Du 8 au 28 mars, des centaines d’actions sont menées dans le monde entier pour commémorer la “Journée internationale des luttes des femmes travailleuses” ; ce jour-là, les femmes des campagnes et de la ville ont dénoncé la violence structurelle du capitalisme et du patriarcat par des marches, saisies foncières, foires, débats, études et journées de mobilisation.

Sous le mot d’ordre «Pour la dignité des femmes, luttons uni.e.s contre l’exploitation et l’oppression du capitalisme et du patriarcat !», le mouvement international, La Via Campesina a appelé cette année à unifier les actions de lutte et de résistance dans les territoires.

Dans son communiqué, La Via Campesina a déclaré : “Nous restons fermement attaché.e.s à notre mission de germer l’espoir et la libération des femmes de la campagne et des villes partout dans le monde. Nous nous unissons donc dans un esprit de fraternité avec toutes les femmes de la Grève Internationale des Femmes, qui vise à démontrer que le travail des femmes est un facteur clé pour la subsistance et la reproduction de la vie et de l’économie mondiale”. De même, elle a affirmé que “Ce n’est qu’avec l’organisation sociale, la formation et l’étude politique, en unité avec d’autres organisations féministes et de travailleuses, que nous pourrons mener notre lutte pour une vie digne pour femmes et hommes.”.

Ce qui suit est un résumé de certaines des actions menées par nos organisations membres en cette journée de mobilisation mondiale.

Amérique latine

Au Brésil, des manifestations sont organisées dans tout le pays ; à São Paulo, 50 000 femmes se sont rassemblées sur l’avenue Paulista. D’importantes mobilisations ont également eu lieu à Porto Alegre, Rio de Janeiro, Recife, Fortaleza, Salvador. Sous le slogan “Pour la vie des femmes, nous sommes toutes Marielle”, des milliers de femmes sont descendues dans la rue pour protester contre le démantèlement de la sécurité sociale, l’augmentation du féminicide et les revers du gouvernement Bolsonaro, en plus de célébrer l’héritage de la militante féministe Marielle Franco.

Des femmes ont bloqué les rails du train de Vale à Mina Gerais.

Le 14 mars 2019, le jour où l’assassinat de Marielle Franco a commémoré une année d’impunité, les femmes du Mouvement des travailleurs ruraux sans terre (MST) et du Mouvement national pour la souveraineté dans les mines (MAM) ont rendu hommage à la mémoire de cette combattante, et avec le blocage des voies ferrées de la compagnie Vale, et ont clôturé cette journée de lutte en dénonçant les crimes sociaux et environnementaux dans Mariana et Brumadinho, dans l’État de Mina Gerais.

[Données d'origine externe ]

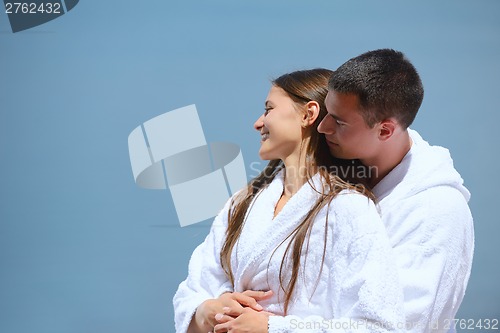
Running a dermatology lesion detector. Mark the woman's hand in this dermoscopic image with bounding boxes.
[214,307,273,333]
[188,290,273,333]
[219,290,273,318]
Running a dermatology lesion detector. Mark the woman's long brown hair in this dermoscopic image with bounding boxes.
[220,68,373,314]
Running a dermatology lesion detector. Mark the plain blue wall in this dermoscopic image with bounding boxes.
[0,0,500,333]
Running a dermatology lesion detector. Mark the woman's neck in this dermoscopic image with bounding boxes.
[283,153,317,198]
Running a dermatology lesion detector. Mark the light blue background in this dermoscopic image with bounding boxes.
[0,0,500,333]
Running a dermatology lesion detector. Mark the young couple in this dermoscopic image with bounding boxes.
[174,49,474,333]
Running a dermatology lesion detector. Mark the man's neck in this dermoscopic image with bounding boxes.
[361,130,412,188]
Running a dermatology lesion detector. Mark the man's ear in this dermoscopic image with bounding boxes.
[378,118,398,141]
[302,101,319,127]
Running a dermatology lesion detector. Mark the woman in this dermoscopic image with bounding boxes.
[174,69,404,333]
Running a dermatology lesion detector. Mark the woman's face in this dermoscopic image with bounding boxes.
[254,86,303,161]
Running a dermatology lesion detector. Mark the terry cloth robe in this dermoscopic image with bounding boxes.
[373,130,474,332]
[173,171,404,333]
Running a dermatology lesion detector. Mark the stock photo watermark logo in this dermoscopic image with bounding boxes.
[128,104,247,227]
[3,0,79,33]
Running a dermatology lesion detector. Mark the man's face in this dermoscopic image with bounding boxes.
[318,90,379,162]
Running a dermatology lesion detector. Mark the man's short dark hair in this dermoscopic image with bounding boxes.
[328,49,424,128]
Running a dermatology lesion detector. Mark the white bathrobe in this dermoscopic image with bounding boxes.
[373,130,474,332]
[173,172,405,333]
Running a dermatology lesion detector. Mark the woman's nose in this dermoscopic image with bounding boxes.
[253,114,264,131]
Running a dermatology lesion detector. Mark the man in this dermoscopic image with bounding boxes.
[318,49,474,332]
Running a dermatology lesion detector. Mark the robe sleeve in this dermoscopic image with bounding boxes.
[389,186,474,333]
[173,199,233,333]
[269,193,405,333]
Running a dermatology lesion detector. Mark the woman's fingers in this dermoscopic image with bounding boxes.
[243,290,273,301]
[234,290,272,311]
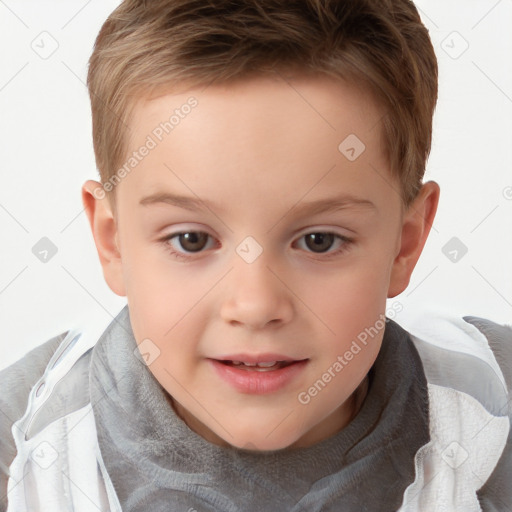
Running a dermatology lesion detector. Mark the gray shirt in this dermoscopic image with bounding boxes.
[0,307,510,512]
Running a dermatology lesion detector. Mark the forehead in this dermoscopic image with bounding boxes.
[119,75,391,217]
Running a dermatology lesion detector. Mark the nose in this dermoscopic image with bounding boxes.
[221,255,294,330]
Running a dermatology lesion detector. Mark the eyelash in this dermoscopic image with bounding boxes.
[160,231,354,261]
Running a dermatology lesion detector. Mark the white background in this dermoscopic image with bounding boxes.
[0,0,512,368]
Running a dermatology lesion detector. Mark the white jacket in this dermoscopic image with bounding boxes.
[4,319,512,512]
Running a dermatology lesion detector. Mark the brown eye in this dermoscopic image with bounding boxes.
[304,233,336,253]
[173,231,208,252]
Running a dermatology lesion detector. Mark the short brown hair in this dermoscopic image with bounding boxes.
[87,0,438,206]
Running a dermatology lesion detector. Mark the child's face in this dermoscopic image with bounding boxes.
[84,73,438,450]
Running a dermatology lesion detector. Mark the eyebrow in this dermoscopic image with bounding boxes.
[139,192,378,215]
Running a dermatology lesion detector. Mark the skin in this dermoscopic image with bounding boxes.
[82,76,439,450]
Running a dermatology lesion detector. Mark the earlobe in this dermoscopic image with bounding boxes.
[82,180,126,297]
[388,181,440,298]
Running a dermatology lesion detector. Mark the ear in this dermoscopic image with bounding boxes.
[82,180,126,297]
[388,181,440,298]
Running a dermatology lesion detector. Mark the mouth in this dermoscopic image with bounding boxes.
[218,359,305,372]
[210,354,309,394]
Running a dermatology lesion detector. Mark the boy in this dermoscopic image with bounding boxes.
[0,0,512,512]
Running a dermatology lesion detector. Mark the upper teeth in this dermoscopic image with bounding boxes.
[233,361,277,368]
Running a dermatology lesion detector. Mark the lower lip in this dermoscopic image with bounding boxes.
[209,359,308,395]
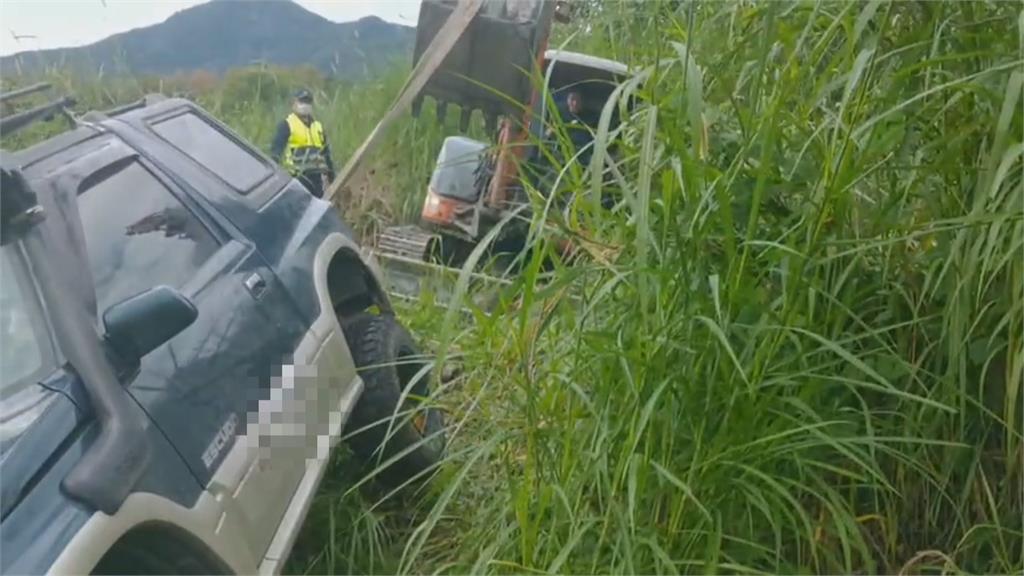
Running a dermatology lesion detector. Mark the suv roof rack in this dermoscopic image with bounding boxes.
[0,82,76,135]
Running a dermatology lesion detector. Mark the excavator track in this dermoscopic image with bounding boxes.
[376,225,437,261]
[373,225,510,311]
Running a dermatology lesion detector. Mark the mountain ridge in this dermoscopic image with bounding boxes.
[0,0,416,79]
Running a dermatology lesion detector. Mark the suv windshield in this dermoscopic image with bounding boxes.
[0,245,45,399]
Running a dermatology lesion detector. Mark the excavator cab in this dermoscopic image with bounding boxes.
[375,0,628,286]
[421,50,629,242]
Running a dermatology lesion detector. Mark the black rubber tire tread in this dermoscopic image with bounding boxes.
[342,313,444,486]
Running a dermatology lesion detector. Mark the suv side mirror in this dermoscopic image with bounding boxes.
[103,286,199,361]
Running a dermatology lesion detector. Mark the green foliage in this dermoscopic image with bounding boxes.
[321,2,1024,574]
[4,1,1024,574]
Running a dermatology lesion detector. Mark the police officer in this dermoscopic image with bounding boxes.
[270,88,334,198]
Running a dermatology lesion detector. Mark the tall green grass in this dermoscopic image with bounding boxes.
[346,2,1024,574]
[4,1,1024,574]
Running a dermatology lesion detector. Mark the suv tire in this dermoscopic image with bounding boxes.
[343,313,444,486]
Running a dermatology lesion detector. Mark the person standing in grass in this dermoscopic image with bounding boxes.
[270,88,334,198]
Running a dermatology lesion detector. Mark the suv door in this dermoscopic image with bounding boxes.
[41,137,304,554]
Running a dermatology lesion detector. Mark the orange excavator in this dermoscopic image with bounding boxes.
[354,0,628,305]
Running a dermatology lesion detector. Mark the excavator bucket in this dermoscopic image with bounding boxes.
[413,0,564,123]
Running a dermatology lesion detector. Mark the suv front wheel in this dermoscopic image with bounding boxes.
[343,314,444,486]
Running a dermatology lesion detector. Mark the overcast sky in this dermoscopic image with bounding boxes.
[0,0,420,55]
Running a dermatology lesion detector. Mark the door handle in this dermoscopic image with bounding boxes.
[245,272,266,300]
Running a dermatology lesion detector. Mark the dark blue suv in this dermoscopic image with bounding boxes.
[0,97,444,574]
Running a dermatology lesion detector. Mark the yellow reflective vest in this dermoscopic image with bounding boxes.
[282,112,326,174]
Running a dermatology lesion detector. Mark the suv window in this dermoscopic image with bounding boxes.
[78,162,218,313]
[152,112,271,194]
[0,245,48,398]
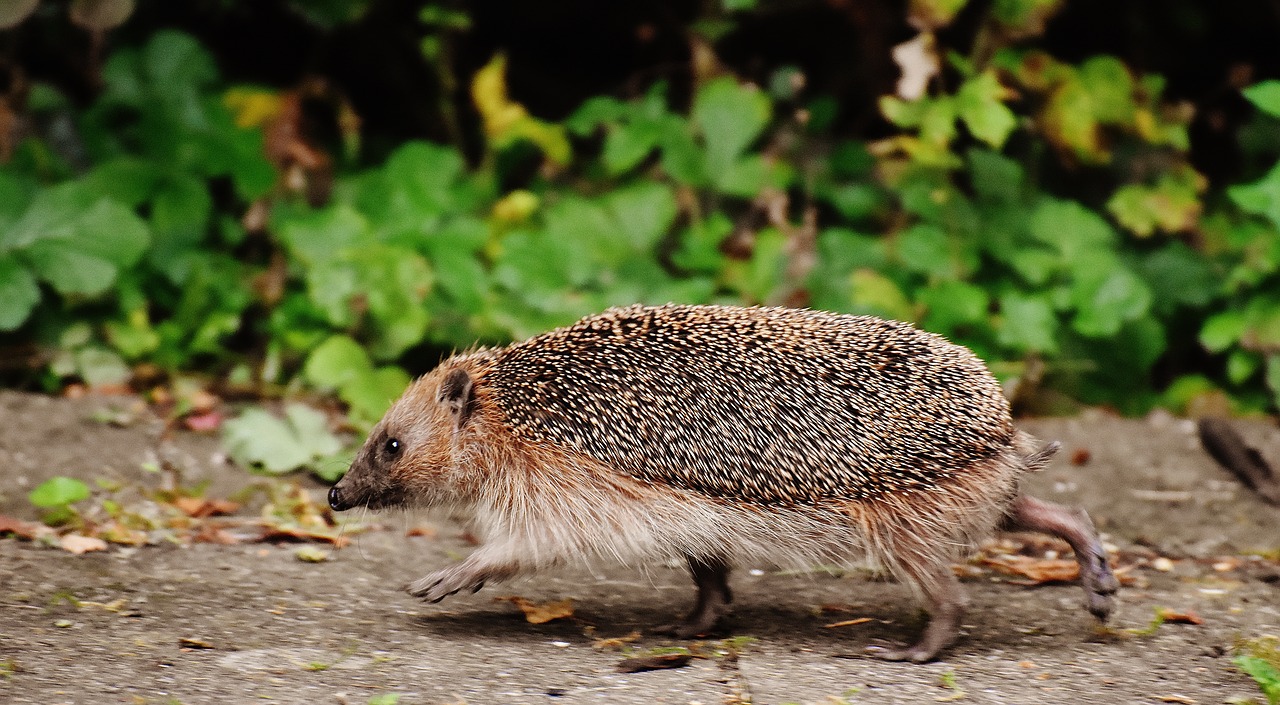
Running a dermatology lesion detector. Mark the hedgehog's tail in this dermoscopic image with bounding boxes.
[1014,431,1062,472]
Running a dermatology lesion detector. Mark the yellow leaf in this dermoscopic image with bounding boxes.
[223,87,284,128]
[494,595,573,624]
[471,54,529,139]
[471,54,572,164]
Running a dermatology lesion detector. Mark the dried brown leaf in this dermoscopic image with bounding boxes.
[982,555,1080,585]
[493,595,573,624]
[1160,608,1204,624]
[0,514,40,540]
[591,632,640,651]
[823,617,872,630]
[58,534,106,555]
[618,654,694,673]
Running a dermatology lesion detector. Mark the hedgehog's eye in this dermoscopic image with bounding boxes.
[383,438,401,458]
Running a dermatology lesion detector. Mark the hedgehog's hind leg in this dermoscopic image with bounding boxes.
[654,555,733,638]
[867,555,969,663]
[1002,495,1120,622]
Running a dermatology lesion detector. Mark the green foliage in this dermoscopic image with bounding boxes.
[27,476,90,526]
[1231,637,1280,705]
[27,476,90,509]
[0,0,1280,429]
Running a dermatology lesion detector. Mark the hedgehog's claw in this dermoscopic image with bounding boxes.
[867,641,938,663]
[404,564,485,603]
[653,557,733,638]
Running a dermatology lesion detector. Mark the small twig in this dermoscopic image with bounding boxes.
[1199,418,1280,505]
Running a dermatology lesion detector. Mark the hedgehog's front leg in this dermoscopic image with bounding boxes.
[654,555,733,638]
[404,546,520,603]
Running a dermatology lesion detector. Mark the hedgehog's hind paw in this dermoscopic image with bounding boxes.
[867,640,942,663]
[653,557,733,638]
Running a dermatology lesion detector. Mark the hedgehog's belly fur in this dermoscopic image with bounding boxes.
[455,424,1029,590]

“Nous voulons que les gens comprennent que le problème n’est pas les barrages, mais le modèle d’exploitation minière, qui donne tout à l’étranger, principalement à la Chine, pour la seule motivation du bénéfice. Le Brésil se retrouve avec du travail précaire, de la contamination, de la boue et un manque d’eau”, a dénoncé María Julia, du Mouvement national pour la souveraineté dans les mines.

Ces mobilisations ont également été rejointes par le Mouvement des petits agriculteurs – MPA, le Mouvement des femmes paysannes – MMC et le Mouvement des personnes affectées par les barrages, MAB.

Pour leur part, les femmes honduriennes ont organisé des actions directes devant le Ministère de la justice ; dans ce pays, plus de 6 000 personnes ont été poursuivies pour des conflits liés à l’accès à la terre. On estime que 1700 sont des femmes. Voir galerie.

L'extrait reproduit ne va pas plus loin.